Condo rents reach highest level of growth ever recorded

GTA condo leases fell two per cent to 26,602 units in 2016, according to the latest condo market analysis from Urbanation. This marks the first annual decline recorded by the real estate consulting firm since tracking started in 2011. Urbanation attributes the drop in rental activity to occupancy delays for condos under construction, less rental turnover of existing stock, and an increase in resale activity.

Meanwhile, applications for new purpose-built rental development reached 27,812 units, an increase of 7,586 units in the past three months.

Despite a 34-per-cent year-over-year surge in final closings for newly completed condos in the fourth quarter of 2016, total rental listings fell by eight per cent, pulling down lease volumes by four per cent annually. With resale prices for condos up 15 per cent over the same period, more owners have become enticed to sell their units as opposed to holding onto them as rentals. At the same time, existing tenants have become less willing to move due to the high cost of renting in the open market. The share of the total inventory of condos that– was leased last year declined to 8.5 per cent from 9.3 per cent in 2015, while the share of total units resold jumped from 7.1 per cent to 8.1 per cent.

The average price of condo rents rose by 11.7 per cent year-over-year in the fourth quarter – the highest level of growth ever recorded by Urbanation, and a dramatic acceleration from the 4.2-per-cent increase recorded one year ago. Part of the increased rate of growth was caused by a shift in lease activity to the former City of Toronto and relatively high rents achieved within newly completed buildings. Nonetheless, same sample rents grew by a significant rate of 7.3 per cent, as the average days on market dropped to 13 — down a full week from this same time last year.

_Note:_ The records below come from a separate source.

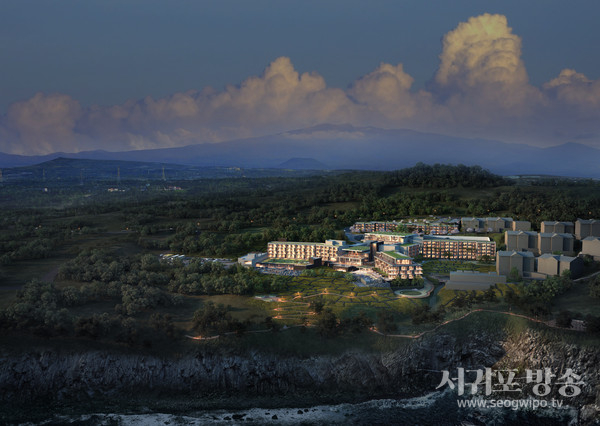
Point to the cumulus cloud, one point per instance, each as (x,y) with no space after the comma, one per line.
(481,89)
(45,123)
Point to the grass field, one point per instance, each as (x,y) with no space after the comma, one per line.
(444,267)
(341,295)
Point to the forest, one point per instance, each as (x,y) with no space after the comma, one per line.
(82,261)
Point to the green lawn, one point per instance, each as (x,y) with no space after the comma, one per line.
(444,267)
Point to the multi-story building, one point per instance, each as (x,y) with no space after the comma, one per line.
(421,226)
(375,226)
(389,237)
(457,248)
(328,251)
(437,227)
(521,240)
(251,259)
(555,243)
(587,228)
(524,261)
(396,265)
(487,224)
(539,243)
(355,256)
(551,264)
(408,249)
(471,280)
(520,225)
(591,247)
(556,227)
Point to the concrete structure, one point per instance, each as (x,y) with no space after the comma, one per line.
(389,237)
(552,264)
(555,243)
(587,228)
(457,247)
(290,264)
(396,265)
(551,227)
(408,249)
(251,259)
(591,247)
(424,226)
(520,225)
(487,224)
(524,261)
(328,251)
(355,256)
(374,226)
(521,241)
(470,280)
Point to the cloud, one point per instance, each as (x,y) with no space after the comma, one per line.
(575,89)
(42,124)
(481,89)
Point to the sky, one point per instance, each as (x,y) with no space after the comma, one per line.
(121,75)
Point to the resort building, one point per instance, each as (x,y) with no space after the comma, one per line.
(550,265)
(471,280)
(555,243)
(591,247)
(440,227)
(251,259)
(327,251)
(374,226)
(355,256)
(389,237)
(524,261)
(587,228)
(487,224)
(457,248)
(521,240)
(436,227)
(396,265)
(539,243)
(521,225)
(552,227)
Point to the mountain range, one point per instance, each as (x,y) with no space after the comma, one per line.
(365,148)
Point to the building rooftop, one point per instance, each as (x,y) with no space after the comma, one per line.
(400,234)
(396,255)
(508,253)
(286,261)
(357,248)
(457,238)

“The under-supply of rentals in the GTA continued to worsen throughout the year, causing rents to surge alongside home prices and further deteriorating housing affordability across the region,” says Shaun Hildebrand, Urbanation’s senior vice-president. “While less pressure on rent growth may arrive in 2017 due to a temporary rise in new apartment completions, it’s become clear that more attention needs to be paid to building rentals over the longer-term.”

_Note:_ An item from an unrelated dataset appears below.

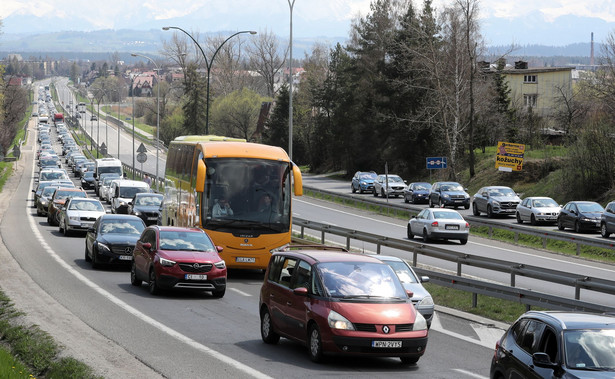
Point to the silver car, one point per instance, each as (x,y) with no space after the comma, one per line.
(439,223)
(79,214)
(421,298)
(538,210)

Condo rental market overview

Average rents reached a record $2.77 per sq. ft. in the fourth quarter of 2016 based on an average unit size leased of 719 sq. ft., equaling an average monthly cost of $1,990. Former City of Toronto rents averaged $2,134 ($3.13 per sq. ft.), while the Toronto suburbs of Etobicoke, North York and Scarborough averaged $1,857 ($2.47 per sq. ft.) and the 905 region averaged $1,739 ($2.22 per sq. ft.). Rents were up 12 per cent across most in the former City of Toronto, versus seven per cent in the Toronto suburbs and six per cent in the 905 region.

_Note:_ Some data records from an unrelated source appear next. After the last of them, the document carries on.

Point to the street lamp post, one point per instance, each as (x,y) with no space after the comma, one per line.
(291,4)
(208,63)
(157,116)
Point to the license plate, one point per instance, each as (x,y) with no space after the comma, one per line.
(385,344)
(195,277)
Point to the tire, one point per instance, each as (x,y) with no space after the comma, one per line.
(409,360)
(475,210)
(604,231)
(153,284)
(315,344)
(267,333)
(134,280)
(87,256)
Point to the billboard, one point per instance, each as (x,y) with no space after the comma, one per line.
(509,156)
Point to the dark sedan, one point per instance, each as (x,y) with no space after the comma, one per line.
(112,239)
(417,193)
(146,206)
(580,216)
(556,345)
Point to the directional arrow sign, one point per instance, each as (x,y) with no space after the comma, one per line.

Purpose-built Rental Survey

Urbanation’s survey of purpose-built rental apartment projects completed across the GTA since 2005 (49 buildings totaling 8,484 units) reported a vacancy rate of 0.6 per cent, down from one per cent last year. The availability rate (units that are vacant plus those where the tenant has given notice) was 1.6 per cent, the lowest level recorded in the past two years. Rents across the sample averaged $2.49 per sq. ft., up five per cent annually. The inventory of purpose-built projects under construction totaled 22 buildings and 5,133 units in the fourth quarter of 2016, down by 183 units from the previous quarter and down 1,037 units from a year ago. The total inventory of proposed purpose-built rentals increased to 27,812 units, nearly three times the number tallied a year ago.